En 2021, un téléfilm est adapté à partir de son livre, et diffusé sur France 2 à l’occasion de la journée internationale des Droits de l’enfant. « L’Enfant de personne » remporte deux prix au festival de la Rochelle.
Après cette expérience, le jeune homme a soif de justice « pour ces enfants placés, dont la vie vaut moins que celle des autres ». La colère est son moteur, dit-il au Monde, à qui il raconte également l’évènement déclencheur de son militantisme, dans une réunion de l’association Ni putes ni soumises, à 14 ans, alors qu’il séchait les cours « J’étais entouré de meufs ultra “badass”, Sihem Habchi, Fadela Amara… C’est avec elles que j’ai fait mes armes. Elles m’ont tout appris, à me tenir, à militer, à travailler, à construire un récit… ». Il décide d’emprunter le chemin du militantisme associatif, et devient éducateur.
En 2020, un jeune est poignardé à mort par un autre adolescent dans l’hôtel de Suresnes (Hauts-de-Seine) où il était placé. Lyes rencontre les proches de la victime. Il se promet de faire interdire ces hébergements dérogatoires en hôtels, qui concernent 5 % des mineurs placés, selon un rapport de l’inspection générale des affaires sociales de novembre 2020.
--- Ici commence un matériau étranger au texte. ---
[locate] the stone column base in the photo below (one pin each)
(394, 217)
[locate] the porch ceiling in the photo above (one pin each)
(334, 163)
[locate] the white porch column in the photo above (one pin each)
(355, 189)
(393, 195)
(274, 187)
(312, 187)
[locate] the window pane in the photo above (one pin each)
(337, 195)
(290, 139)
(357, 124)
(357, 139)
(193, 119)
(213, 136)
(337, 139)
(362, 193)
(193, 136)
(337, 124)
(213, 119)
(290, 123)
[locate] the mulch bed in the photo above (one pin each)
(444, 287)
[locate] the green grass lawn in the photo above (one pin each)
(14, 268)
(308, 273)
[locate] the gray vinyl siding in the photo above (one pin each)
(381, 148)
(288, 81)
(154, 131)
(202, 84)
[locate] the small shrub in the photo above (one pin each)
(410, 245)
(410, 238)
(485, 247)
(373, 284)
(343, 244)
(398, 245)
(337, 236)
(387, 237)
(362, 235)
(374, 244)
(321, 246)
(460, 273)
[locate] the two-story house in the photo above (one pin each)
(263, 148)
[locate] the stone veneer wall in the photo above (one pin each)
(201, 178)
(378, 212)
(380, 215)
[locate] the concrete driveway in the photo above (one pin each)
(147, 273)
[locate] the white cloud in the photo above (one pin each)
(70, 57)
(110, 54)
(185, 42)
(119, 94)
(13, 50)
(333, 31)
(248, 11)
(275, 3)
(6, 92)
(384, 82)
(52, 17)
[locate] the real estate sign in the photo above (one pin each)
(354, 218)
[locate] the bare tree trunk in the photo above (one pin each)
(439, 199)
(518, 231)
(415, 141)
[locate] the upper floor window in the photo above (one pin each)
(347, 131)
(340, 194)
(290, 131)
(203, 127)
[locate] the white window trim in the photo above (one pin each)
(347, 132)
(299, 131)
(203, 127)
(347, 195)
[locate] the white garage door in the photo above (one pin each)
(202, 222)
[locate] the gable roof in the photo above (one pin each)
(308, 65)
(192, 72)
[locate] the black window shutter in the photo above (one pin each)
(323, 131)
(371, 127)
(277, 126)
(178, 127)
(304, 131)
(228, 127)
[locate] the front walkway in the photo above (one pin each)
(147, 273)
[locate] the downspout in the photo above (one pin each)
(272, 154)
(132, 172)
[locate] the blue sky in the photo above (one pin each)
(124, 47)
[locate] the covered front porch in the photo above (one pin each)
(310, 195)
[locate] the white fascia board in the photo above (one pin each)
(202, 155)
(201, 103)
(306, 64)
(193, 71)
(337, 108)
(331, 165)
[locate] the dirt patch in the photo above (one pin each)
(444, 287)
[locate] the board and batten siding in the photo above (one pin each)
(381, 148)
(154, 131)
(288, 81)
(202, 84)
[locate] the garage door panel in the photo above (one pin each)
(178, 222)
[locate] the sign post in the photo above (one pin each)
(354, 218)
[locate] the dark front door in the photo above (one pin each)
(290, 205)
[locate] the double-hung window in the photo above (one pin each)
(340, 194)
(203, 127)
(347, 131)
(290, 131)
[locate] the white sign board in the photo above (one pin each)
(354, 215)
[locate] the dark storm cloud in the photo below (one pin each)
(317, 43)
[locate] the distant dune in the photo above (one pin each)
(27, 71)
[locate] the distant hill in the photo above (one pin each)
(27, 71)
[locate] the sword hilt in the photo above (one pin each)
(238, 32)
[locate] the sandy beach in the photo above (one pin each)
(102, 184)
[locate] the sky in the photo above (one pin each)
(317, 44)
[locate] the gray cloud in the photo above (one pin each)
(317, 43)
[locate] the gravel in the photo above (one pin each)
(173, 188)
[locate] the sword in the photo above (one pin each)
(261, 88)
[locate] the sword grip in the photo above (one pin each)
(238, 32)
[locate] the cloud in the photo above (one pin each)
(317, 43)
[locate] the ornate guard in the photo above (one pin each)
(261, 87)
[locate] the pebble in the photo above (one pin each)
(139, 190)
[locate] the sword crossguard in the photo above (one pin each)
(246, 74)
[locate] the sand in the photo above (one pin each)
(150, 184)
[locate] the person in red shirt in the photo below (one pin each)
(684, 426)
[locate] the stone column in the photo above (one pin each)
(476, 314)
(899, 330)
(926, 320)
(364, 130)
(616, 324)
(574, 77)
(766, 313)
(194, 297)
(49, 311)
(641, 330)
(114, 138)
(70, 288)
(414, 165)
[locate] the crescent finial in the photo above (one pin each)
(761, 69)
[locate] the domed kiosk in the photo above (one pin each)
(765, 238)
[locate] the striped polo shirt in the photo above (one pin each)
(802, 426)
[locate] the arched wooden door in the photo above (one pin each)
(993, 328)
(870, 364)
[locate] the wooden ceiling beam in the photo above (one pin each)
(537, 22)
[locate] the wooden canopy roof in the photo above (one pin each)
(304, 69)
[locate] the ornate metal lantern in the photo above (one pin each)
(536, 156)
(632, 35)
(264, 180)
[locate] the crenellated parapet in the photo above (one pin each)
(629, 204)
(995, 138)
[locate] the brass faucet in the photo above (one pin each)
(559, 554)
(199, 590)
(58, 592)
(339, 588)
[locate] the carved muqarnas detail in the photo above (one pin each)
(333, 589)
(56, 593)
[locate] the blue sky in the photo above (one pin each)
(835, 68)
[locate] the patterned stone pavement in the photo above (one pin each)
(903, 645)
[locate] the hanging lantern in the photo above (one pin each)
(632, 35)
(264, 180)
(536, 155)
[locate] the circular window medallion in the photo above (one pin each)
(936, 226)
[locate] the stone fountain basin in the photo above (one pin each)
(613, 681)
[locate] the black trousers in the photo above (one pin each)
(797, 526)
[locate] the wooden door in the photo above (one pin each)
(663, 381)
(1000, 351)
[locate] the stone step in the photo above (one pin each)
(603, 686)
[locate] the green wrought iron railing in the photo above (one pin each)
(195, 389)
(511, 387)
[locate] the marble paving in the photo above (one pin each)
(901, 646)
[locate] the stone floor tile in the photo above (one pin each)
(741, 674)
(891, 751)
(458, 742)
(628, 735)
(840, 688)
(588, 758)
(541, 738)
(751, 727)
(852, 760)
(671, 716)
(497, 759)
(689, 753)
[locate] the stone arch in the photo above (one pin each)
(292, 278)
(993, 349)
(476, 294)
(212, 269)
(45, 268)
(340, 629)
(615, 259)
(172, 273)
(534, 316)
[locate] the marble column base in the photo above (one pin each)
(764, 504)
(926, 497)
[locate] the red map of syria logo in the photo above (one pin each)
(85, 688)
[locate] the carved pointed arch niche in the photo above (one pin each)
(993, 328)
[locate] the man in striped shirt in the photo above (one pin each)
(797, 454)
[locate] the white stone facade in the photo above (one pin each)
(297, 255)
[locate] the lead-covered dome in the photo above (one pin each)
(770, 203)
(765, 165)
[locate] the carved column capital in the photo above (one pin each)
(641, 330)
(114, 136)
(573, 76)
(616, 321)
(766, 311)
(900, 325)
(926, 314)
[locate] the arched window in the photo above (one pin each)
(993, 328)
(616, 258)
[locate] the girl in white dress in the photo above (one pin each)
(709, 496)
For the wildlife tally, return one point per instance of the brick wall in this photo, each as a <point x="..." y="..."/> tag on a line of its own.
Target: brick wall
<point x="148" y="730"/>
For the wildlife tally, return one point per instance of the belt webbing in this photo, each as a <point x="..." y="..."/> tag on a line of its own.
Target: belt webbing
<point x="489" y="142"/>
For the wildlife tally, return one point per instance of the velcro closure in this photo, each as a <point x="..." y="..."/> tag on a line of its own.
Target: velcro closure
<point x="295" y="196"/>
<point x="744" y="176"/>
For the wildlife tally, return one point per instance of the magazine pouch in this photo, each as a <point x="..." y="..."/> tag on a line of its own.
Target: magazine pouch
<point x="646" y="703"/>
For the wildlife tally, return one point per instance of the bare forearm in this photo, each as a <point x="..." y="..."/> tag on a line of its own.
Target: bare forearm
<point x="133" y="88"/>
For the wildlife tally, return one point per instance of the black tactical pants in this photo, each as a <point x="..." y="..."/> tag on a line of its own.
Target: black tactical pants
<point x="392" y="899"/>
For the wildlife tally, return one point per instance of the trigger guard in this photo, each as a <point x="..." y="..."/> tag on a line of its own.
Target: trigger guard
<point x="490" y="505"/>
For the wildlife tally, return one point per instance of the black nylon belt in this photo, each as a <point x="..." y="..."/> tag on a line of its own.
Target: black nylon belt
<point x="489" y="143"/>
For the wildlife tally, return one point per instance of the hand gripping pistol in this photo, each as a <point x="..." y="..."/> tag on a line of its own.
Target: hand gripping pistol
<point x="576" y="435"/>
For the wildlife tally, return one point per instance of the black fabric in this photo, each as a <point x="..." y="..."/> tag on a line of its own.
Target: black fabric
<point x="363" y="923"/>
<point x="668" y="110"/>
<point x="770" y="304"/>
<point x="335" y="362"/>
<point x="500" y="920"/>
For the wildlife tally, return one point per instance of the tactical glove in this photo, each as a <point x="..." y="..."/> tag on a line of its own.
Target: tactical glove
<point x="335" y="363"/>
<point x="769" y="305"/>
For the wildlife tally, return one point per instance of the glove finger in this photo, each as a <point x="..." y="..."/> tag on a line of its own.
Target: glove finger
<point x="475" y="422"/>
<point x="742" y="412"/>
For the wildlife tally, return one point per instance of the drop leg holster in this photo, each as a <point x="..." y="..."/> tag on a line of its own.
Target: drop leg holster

Il s’engage au sein du Conseil national de la protection de l’enfance pendant six ans, au bout desquels il part s’installer au Québec pendant un an, « épuisé » par des années de combat et déçu « que les choses n’aillent pas assez vite », déclare-t-il au journal La Croix.
Grâce au récit de son expérience d’enfant placé et à ses années de militantisme, sa notoriété a fini par dépasser les cercles militants. Très présent dans les médias et sur Twitter, il permet à sa cause de gagner en visibilité. En 2023, il dénonce la loi Immigration de Macron et Darmanin, qui, en déshumanisant les Mineurs non accompagnés (MNA), bafoue les droits de l’enfance.
La commission d’enquête parlementaire sur les dysfonctionnements de l’ASE Ces dernières années, les drames se sont multipliés. Plusieurs enfants placés sont morts. Début 2024, Lily et Myriam, deux adolescentes placées, sont retrouvées mortes. La première s’est suicidée dans l’hôtel où elle avait été placée par les services départementaux. Ce nouveau drame attire l’attention des politiques, et une commission d’enquête parlementaire sur les dysfonctionnements de l’ASE, demande de longue date de l’association, est enfin créée.
Les auditions mettent en lumière l’état catastrophique du service public. Un SDF sur quatre est un ancien enfant de l’ASE. Les magistrats constatent des cadences infernales qui empêchent les juges de remplir correctement leurs missions ; les mesures de placement ordonnées par la justice peuvent atteindre des délais allant jusqu’à deux ans, laissant des victimes d’inceste en danger. Certains départements n’utilisent pas la totalité des crédits qui leur sont alloués pour la protection de l’enfance, alors même que l’ASE manque cruellement de moyens.
Louffok est très actif dans le suivi de cette commission, qui lui permet également de mettre en avant les trahisons des gouvernements successifs sur la question de l’enfance. Il dénonce l’absence de décret d’application pour la loi Taquet, supposée mettre fin au placement de mineurs dans des hôtels. Il recadre Charlotte Caubel, ancienne secrétaire d’État chargée de l’enfance, pour ne pas avoir considéré cette disposition comme prioritaire.
Le dimanche 9 juin au soir, Lyes est en colère. L’annonce brutale de la dissolution de l’Assemblée nationale par Emmanuel Macron met un terme aux travaux de la commission sur l’Aide sociale à l’enfance.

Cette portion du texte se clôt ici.